# Suggestions for New Mexico Trip



## satchellwk (Apr 17, 2014)

Hello, 

So, I'm going on a trip to New Mexico soon (late May-early June), and was wondering if anyone had any tips or knows of good spots for bugs. I know the current plan is to stay in Albuquerque and Santa Fe, so I'll mostly be in north-central portion of the state. I'm hoping to find stuff like scorpions (Hadrurus and Centruroides), Mastigoproctus giganteus, Scolopendra polymorpha and heros, Jerusalem crickets, Arenivaga and Parcoblatta sp. roaches, Tarantulas, Death-feigning Beetles, and pretty much anything else cool. Can these species be found in the general areas of Albuquerque and Santa Fe, or would I have to travel to get a hold of them. Also, do I need to be concerned about collection laws as long as I'm not in protected areas? Can I just pull off on the side of the highway and go nuts or is that frowned upon? Also, any tips for finding herps would be good as well, although I will not be collecting any. 

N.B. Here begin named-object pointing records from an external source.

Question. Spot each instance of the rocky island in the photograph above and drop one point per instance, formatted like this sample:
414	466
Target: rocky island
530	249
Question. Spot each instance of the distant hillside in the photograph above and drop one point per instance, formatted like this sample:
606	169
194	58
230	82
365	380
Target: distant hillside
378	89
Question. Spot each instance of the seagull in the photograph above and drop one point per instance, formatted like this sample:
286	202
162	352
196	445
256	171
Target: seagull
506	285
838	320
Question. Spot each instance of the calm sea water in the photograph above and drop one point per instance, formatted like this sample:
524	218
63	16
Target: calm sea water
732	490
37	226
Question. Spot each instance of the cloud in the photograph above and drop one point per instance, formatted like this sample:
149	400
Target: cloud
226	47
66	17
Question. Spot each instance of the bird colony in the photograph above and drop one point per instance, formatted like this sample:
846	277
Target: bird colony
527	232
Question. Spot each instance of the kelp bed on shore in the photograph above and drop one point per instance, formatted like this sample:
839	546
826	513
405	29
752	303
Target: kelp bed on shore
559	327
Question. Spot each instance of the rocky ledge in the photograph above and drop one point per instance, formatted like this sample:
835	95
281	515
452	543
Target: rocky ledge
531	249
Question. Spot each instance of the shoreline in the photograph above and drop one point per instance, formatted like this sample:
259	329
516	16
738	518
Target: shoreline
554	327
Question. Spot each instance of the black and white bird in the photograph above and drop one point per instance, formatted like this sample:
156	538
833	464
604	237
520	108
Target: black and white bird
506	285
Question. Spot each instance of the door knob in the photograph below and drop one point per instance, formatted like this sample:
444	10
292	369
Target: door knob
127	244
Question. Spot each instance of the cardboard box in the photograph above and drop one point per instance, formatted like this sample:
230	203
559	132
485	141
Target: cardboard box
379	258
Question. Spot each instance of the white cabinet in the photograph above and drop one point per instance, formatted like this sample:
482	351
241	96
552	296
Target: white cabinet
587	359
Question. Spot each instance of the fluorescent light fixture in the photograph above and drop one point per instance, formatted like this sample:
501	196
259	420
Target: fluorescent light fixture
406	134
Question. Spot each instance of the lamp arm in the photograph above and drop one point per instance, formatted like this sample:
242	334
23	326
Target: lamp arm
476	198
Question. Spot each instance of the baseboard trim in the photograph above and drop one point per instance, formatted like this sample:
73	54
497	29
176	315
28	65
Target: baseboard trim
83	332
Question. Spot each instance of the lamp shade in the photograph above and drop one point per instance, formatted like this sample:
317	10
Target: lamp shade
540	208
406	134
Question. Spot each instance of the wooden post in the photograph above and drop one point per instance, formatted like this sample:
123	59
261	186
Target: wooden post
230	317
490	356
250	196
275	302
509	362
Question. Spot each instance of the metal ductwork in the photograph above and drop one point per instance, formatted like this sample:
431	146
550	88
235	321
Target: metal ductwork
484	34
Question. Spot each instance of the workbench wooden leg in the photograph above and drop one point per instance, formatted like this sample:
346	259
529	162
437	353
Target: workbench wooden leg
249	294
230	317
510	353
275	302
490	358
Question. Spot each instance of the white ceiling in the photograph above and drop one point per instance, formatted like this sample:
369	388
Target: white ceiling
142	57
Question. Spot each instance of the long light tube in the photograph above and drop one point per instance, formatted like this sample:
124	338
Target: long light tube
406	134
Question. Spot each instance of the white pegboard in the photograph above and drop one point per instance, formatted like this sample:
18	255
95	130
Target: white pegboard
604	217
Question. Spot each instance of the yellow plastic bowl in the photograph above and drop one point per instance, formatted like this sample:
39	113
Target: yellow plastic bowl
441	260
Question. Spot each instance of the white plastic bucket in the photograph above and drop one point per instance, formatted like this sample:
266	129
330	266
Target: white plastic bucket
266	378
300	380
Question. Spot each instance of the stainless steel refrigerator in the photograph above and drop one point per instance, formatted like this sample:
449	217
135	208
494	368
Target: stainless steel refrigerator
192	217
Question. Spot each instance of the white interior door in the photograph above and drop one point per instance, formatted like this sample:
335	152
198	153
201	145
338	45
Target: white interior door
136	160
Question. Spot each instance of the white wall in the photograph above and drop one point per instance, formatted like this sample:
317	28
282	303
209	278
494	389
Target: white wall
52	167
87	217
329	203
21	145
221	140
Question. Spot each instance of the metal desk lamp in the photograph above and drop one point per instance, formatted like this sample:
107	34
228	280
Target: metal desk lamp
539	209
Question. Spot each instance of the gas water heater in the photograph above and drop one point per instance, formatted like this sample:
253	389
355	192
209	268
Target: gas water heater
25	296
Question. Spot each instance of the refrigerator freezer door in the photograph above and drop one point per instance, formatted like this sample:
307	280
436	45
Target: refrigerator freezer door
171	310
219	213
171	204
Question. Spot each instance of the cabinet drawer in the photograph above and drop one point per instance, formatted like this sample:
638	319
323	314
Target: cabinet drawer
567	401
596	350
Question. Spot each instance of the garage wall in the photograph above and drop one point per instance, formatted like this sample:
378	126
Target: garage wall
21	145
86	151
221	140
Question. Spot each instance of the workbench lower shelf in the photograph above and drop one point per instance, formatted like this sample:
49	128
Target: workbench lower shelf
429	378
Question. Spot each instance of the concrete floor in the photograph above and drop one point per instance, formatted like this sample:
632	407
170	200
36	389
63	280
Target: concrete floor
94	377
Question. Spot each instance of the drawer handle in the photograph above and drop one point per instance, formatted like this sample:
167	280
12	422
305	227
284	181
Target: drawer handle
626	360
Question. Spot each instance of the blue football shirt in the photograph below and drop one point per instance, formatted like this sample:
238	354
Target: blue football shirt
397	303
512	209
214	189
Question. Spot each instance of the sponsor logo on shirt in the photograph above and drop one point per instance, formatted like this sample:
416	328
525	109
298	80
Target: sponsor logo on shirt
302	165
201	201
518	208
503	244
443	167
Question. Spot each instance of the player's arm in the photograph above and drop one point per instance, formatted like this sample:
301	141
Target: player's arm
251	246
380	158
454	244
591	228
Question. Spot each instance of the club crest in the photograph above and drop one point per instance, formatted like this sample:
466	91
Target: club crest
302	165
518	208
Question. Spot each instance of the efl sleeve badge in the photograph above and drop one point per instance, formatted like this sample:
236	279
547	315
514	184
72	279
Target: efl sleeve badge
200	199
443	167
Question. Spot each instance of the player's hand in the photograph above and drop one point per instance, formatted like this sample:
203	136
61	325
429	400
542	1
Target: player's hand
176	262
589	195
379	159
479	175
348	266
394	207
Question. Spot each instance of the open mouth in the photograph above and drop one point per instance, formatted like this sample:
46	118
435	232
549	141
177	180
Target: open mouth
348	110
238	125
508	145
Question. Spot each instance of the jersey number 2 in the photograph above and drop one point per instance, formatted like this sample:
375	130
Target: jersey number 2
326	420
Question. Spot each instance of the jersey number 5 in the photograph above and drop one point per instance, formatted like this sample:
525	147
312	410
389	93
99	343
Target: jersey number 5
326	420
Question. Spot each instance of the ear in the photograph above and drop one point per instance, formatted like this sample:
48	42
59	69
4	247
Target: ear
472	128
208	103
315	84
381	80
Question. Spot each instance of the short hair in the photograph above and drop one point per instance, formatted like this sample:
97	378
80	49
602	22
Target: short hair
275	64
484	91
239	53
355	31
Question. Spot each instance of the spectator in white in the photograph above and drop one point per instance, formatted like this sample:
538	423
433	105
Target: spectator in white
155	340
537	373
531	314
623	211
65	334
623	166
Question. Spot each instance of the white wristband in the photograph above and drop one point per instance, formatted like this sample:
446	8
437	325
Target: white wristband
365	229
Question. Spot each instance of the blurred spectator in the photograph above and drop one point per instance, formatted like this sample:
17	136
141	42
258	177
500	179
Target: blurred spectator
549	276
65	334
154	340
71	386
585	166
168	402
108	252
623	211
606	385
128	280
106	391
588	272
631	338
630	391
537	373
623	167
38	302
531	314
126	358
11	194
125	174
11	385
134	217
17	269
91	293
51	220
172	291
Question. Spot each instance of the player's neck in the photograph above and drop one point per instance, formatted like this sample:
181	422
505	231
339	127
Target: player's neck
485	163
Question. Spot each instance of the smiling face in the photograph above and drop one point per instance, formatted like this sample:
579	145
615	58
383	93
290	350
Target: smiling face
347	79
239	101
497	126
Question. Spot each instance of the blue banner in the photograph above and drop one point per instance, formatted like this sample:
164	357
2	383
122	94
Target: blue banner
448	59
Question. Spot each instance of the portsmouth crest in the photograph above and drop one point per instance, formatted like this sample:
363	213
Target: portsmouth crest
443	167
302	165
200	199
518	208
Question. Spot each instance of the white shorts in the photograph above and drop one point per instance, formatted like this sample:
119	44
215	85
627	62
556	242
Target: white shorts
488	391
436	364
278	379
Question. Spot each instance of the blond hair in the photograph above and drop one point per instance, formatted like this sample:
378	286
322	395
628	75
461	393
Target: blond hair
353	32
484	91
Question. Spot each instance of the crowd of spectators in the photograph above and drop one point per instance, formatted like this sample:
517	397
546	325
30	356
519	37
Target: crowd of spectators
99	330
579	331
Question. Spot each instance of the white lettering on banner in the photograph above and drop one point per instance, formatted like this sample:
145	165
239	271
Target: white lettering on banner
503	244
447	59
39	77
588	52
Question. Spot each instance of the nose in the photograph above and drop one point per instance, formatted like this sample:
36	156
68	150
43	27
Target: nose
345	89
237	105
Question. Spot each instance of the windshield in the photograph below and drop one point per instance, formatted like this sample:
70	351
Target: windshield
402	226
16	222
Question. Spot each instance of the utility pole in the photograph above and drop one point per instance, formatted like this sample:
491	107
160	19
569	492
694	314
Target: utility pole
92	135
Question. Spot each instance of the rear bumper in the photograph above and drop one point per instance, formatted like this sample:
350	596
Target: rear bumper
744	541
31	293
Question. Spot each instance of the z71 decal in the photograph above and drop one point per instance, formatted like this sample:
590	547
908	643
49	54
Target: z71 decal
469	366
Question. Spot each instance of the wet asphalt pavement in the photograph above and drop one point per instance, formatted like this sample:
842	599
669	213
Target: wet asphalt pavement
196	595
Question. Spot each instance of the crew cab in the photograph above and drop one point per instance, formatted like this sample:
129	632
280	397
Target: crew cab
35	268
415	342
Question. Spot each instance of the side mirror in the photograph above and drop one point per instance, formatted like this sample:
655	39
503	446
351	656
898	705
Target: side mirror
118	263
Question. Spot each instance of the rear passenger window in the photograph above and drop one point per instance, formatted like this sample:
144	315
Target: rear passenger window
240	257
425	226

Any advice is greatly appreciated; thanks!


----------



## ironmonkey78 (May 6, 2014)

Hi,
I haven't been out collecting in quite a while but you should be able to find a large portion of what your looking for in the Albuquerque, Santa Fe area.  I lived in Edgewood for a long while, it is just over the mountain from ABQ and we had tons of Scolopendra polymorpha.  I havent had too much luck with tarantulas recently in ABQ but I went pretty early.  They should be more active now.  They are usually on the edges of town, although I heard that they are pretty abundant in the hills around santa fe.  If you are staying anywhere that is close to the edge of town you should be able to find some centipedes fairly easily just by flipping some rocks, same with scorpions.  You can likely find beetles and some woodroaches along the rio.


----------



## satchellwk (May 9, 2014)

Thanks for the advice!


----------



## Shrike (May 27, 2014)

City of Rocks State Park is a fantastic place.  Highly recommend you check it out.


----------